Fuzzy Set Theoretic Framework for Handling of Subjectivity and Associated Uncertainty in Knowledge Representation

Dr. Azene Zenebe and Dr. David Anyiwo

Department of Management Information Systems

Bowie State University

Bowie, Maryland 20715

Abstract

In cybernetics reality is viewed as an interactive conception between the observer and the observed. Consequently, subjectivity is omnipresent during any attempt for constructing ‘meaning and understanding’. This paper introduces the relationships among cybernetics, fuzzy set and uncertainty. It then presents fuzzy set theoretic framework for representing subjectivity and the associated uncertainty in knowledge modeling and representation. The framework is applied to movie objects representation and reasoning in movie recommender systems. Related recent research and development efforts are also discussed.

1.  Introduction: Cybernetics and Fuzzy Set Theory

Originally, cybernetics was defined in 1947 by Wiener as ‘the science of communication and control, and grew out of Shannon's information theory, which was designed to optimize the transfer of information through communication channels, and the feedback concept used in engineering control systems.’ With advancement of computer technology, various other fields are related to cybernetics, including knowledge elicitation and representation. Knowledge representation tools for intelligence and modeling use computer programs that reorganize models in order to make knowledge representation more adequate, correct, and semantically rich.

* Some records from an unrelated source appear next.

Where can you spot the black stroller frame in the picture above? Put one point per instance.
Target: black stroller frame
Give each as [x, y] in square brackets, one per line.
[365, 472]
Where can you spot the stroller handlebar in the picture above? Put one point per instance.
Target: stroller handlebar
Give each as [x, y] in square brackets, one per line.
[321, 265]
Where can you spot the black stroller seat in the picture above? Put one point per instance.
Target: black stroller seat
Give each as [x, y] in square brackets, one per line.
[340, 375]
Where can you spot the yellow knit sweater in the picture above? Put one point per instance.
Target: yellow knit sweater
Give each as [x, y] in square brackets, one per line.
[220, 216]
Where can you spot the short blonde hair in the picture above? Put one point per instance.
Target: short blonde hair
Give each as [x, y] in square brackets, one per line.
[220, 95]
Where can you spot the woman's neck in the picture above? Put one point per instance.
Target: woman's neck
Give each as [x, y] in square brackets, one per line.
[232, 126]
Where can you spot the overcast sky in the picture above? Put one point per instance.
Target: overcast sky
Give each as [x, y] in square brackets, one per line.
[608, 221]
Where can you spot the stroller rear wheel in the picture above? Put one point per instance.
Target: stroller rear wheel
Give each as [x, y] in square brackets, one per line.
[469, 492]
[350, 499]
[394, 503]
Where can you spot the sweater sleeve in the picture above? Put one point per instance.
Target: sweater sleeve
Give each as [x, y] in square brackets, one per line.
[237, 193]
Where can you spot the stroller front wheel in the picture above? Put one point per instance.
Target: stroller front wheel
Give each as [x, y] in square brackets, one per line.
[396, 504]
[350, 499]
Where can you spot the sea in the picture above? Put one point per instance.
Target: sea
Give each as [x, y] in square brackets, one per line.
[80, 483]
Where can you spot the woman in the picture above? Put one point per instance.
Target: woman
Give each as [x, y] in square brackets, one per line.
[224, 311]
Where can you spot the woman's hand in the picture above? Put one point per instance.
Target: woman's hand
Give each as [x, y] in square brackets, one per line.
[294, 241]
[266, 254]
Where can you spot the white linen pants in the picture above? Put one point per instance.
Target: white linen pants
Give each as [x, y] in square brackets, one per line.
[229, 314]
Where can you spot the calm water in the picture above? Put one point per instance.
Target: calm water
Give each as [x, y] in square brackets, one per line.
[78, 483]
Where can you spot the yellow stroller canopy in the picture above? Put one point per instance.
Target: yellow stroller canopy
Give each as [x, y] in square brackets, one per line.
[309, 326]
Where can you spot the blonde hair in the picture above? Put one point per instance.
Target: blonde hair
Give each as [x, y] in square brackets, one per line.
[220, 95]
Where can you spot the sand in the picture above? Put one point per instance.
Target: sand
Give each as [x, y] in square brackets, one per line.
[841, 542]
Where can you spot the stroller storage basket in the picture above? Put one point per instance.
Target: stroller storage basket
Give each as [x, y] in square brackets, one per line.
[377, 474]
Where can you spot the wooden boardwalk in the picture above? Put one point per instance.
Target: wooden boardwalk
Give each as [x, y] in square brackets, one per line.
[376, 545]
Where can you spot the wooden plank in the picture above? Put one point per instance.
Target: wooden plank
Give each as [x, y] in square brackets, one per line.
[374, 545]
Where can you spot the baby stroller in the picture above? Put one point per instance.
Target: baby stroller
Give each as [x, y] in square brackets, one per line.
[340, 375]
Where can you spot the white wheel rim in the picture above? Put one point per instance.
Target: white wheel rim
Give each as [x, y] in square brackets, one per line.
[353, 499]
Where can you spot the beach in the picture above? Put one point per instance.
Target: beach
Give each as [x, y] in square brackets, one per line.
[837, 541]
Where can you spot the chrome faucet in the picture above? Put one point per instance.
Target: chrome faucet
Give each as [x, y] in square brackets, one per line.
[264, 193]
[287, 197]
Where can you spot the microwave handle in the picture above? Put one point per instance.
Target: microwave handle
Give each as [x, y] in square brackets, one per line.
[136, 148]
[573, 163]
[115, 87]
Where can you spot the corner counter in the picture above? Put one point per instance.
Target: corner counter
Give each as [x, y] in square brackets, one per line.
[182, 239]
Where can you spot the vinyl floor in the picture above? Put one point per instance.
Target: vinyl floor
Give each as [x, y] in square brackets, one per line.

The cybernetic approach is centrally concerned with this unavoidable limitation of what we can know: our own subjectivity. That is, cybernetics' epistemological stand is that all human knowing is constrained by our perceptions and our beliefs, and hence is subjective. As a result, cybernetics has directly affected software for intelligent training, knowledge representation, cognitive modeling, computer-supported cooperative work, and neural modeling.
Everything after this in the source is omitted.